In an election held during a pandemic, partisan voters in two key battlegrounds continue to divide over casting ballots by mail versus in person. In Pennsylvania, where more than 2 million have requested mail ballots, most Democrats say they’ll vote by mail, while Republicans overwhelmingly say they’ll vote in person. And in both Ohio and Pennsylvania, President Trump is the preferred candidate among those planning to vote in person, while Joe Biden is the overwhelming preference among those who plan to vote by mail. This polling was completed before the president’s hospitalization on Friday.
Overall, voters’ preferences in these two important states remain much as they were this summer. Voters in Ohio show an even preference between Mr. Trump and Biden, and Pennsylvania’s voters continue to give Biden a lead over Mr. Trump, by seven points.
Voters in both states also largely seem decided now, and say they have firmed up their support. More now than this summer say they are very strongly behind their choice, particularly those for Biden in Pennsylvania.
Most who plan to vote in person say they expect the process will be very easy to vote this year, and most who plan to vote by mail expect it to be somewhat — if not very — easy. But views are only mixed among all partisans on whether ballots will be accurately recorded and counted. Fewer than half are “very” confident in that count, and nearly as many are “somewhat” confident.
While many of those voting in person say they are willing to wait as long as it takes to cast their vote, a significant percentage are not. In Pennsylvania, 33% of Biden voters and 37% of Trump voters say they would not be willing to wait more than an hour. Should polling places be more limited come November, those could be important numbers to remember.
The first presidential debate does not appear to have moved the contests in these states in any substantial way from the summer, perhaps not surprising since so many voters have been locked in.
But more voters in these states describe Biden as having the right temperament than describe Mr. Trump that way. However, for some of the president’s supporters, this quality may not be as connected to their vote. In Pennsylvania, many Republicans who don’t describe the president this way are backing him over Biden by large margins.
Handling of the economy continues to be an advantage for the president, particularly in Ohio. More voters see him as better able than Biden to handle it and as the candidate who would do more to protect manufacturing jobs.
Voters in both states have largely positive views of their state’s efforts to deal with the coronavirus outbreak, particularly in Ohio, where positive assessment has risen from 54% in July to 69% today. Despite this improvement, the president gets more blame than credit when it comes to his administration’s coronavirus policies.
The economy continues to be the top factor in voters’ minds, but other issues are major factors as well including health care and the coronavirus. Six in 10 Ohio voters say the coronavirus outbreak continues to be a major factor in their vote (unchanged from July), and two-thirds of voters in Ohio continue to express at least some concern that they or someone in their household will contract the virus, including half of Republicans.
Compared to the summer, Biden has made gains on views of him personally. Most voters in both states now say they like the way Biden handles himself personally. In July, most in Ohio did not, and voters were more split in Pennsylvania in August.
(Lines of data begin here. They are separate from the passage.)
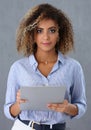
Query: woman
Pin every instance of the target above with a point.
(45, 36)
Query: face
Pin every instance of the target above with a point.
(46, 35)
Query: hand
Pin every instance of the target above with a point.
(59, 107)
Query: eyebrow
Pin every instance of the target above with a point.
(48, 28)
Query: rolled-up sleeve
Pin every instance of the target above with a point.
(78, 91)
(10, 92)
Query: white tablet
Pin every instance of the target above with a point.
(39, 97)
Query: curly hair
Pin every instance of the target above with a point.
(25, 32)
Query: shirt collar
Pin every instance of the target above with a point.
(61, 57)
(33, 61)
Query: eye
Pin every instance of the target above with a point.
(38, 30)
(52, 30)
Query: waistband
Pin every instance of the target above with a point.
(39, 126)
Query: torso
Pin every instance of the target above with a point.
(45, 69)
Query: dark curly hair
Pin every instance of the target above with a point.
(25, 31)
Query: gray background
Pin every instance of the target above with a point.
(79, 11)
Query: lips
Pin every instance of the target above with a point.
(46, 43)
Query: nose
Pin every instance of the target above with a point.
(45, 35)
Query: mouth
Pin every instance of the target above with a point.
(46, 43)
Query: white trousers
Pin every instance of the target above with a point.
(18, 125)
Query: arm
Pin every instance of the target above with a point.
(64, 107)
(15, 108)
(77, 106)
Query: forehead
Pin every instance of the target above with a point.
(47, 23)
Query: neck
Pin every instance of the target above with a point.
(46, 57)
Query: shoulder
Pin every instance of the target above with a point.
(66, 60)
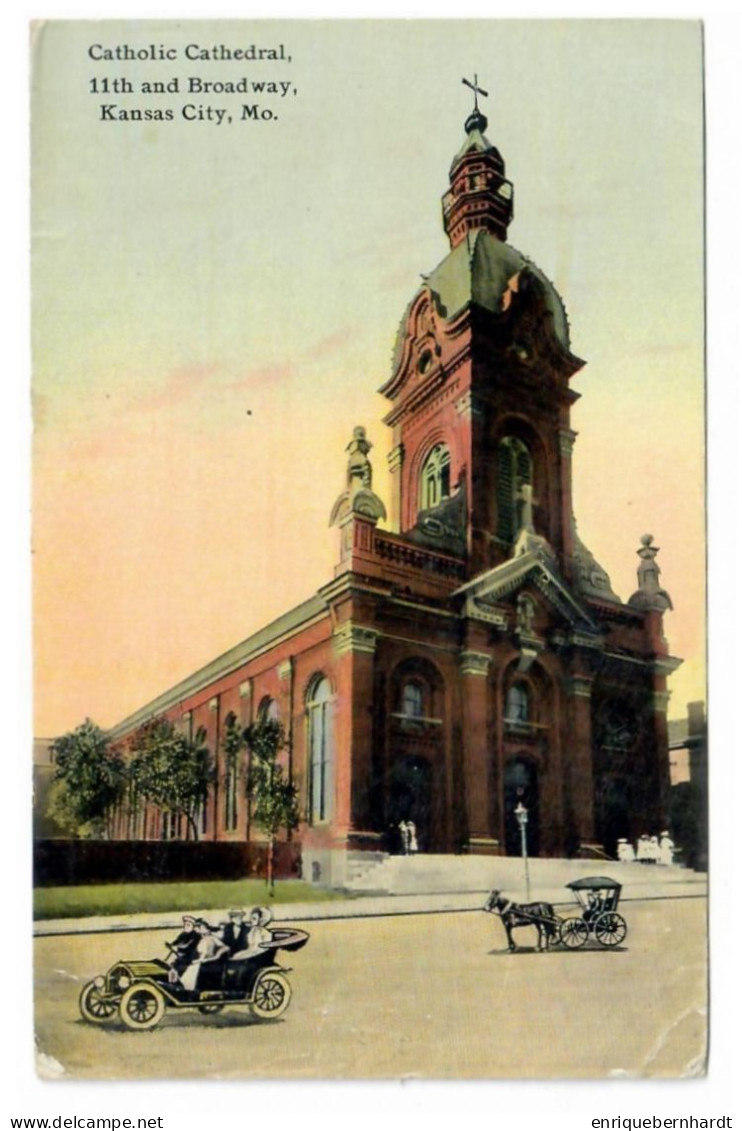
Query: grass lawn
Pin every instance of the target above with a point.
(128, 898)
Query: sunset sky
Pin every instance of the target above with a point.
(215, 308)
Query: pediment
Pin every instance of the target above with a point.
(503, 583)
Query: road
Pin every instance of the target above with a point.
(419, 995)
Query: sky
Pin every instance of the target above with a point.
(215, 305)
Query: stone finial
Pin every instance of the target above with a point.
(360, 472)
(527, 540)
(357, 497)
(649, 596)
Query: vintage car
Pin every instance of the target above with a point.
(138, 993)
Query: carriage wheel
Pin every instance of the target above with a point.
(272, 995)
(610, 929)
(574, 933)
(141, 1007)
(94, 1006)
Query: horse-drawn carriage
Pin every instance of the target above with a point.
(597, 897)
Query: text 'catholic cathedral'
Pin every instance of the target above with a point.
(474, 656)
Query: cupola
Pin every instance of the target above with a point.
(480, 195)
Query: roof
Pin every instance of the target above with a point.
(255, 645)
(594, 883)
(477, 270)
(475, 139)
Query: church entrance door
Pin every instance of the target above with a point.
(520, 786)
(410, 799)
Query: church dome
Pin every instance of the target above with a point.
(479, 270)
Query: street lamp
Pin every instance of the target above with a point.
(522, 817)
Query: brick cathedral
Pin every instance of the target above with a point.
(469, 655)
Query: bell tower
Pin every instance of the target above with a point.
(480, 387)
(480, 195)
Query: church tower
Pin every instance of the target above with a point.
(480, 387)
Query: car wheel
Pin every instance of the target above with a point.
(272, 995)
(141, 1007)
(95, 1006)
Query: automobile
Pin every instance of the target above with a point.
(139, 992)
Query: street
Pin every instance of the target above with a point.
(417, 995)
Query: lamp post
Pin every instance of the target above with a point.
(522, 817)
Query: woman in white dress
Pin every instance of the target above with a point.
(258, 933)
(209, 947)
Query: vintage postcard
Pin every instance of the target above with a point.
(369, 550)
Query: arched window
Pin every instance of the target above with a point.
(517, 706)
(231, 748)
(319, 709)
(436, 478)
(412, 700)
(515, 468)
(268, 710)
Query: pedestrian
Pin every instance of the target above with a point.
(643, 848)
(666, 848)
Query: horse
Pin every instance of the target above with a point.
(538, 915)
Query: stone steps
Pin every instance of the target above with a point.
(433, 873)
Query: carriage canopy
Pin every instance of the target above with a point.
(596, 894)
(594, 883)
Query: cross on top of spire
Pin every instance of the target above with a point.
(476, 120)
(477, 89)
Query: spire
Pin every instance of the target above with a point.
(480, 196)
(649, 596)
(475, 121)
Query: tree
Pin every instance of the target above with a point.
(274, 797)
(88, 780)
(171, 770)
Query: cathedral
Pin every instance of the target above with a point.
(468, 657)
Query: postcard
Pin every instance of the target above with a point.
(369, 550)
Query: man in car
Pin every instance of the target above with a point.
(182, 949)
(234, 933)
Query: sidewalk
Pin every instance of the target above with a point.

Mr. Trump is still mostly negative on this measure, with about two thirds of voters in both states saying they dislike how he handles himself personally.
Support from women, particularly those with college degrees, is bolstering Biden in Pennsylvania and keeping him competitive in Ohio. White voters without college degrees continue to support the president in large numbers, and he is also the preference of male voters in both states.
These surveys were conducted on behalf of CBS News by YouGov between September 30-October 2, 2020. They are based on representative samples of 1,128 registered voters in Ohio and 1,202 in Pennsylvania. Margins of error for registered voters are ±3.7 points in Ohio and ±3.1 points in Pennsylvania.